You may have noticed ice floating on water. Density of an object is defined as the mass of an object per unit volume at some definite temperature. Density should not be confused to the quantity of substance present. The density of a gold coin and a gold statue could be the same though the statue may contain greater amount of gold. Thus density is independent of the quantity present.
Any substance that is less dense than water floats on water. When the substance is denser, it sinks to the bottom of the water. While it sinks, it displaces an amount of water equal to its weight. Normally substances are most dense in their solid state than in their liquid state. Water is an exception in this case as it is denser in liquid state compared to its frozen solid state called ‘ice’.
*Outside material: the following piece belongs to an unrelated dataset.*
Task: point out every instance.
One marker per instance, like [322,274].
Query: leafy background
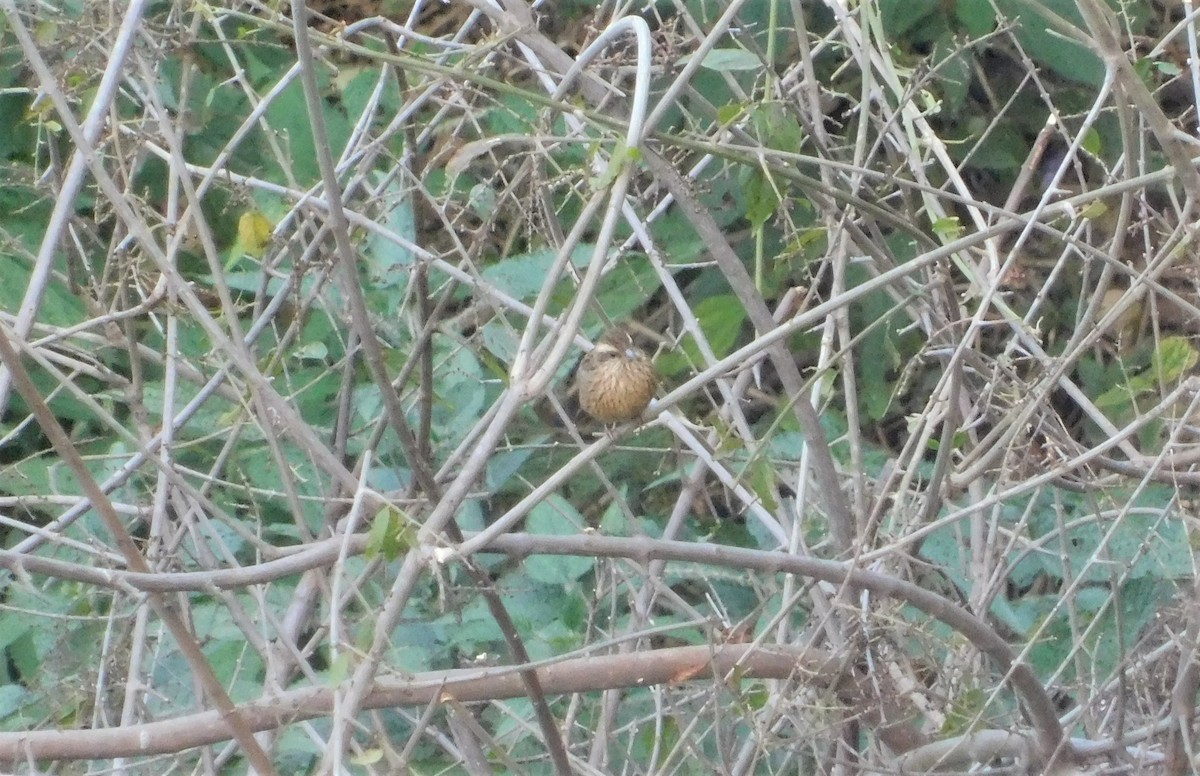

When a liquid freezes into a solid, the liquid particles move closer together and form strong bonds with one another. There are now more particles in the same area causing the frozen solid to be denser than the liquid. The reason for frozen solid ‘ice’ being less dense than water is because of the hydrogen bond present in water molecule.
Water molecule contains two hydrogen atoms are covalently bonded to one oxygen atom and also has an additional attraction to the neighboring oxygen atom of another water molecule. This bond with the neighboring oxygen atom is called the hydrogen bond. Hydrogen bonds are very specific and can lead to special properties in certain molecules. Hydrogen becomes slightly positive repels other hydrogen atoms and attracts negatively charged oxygen atoms.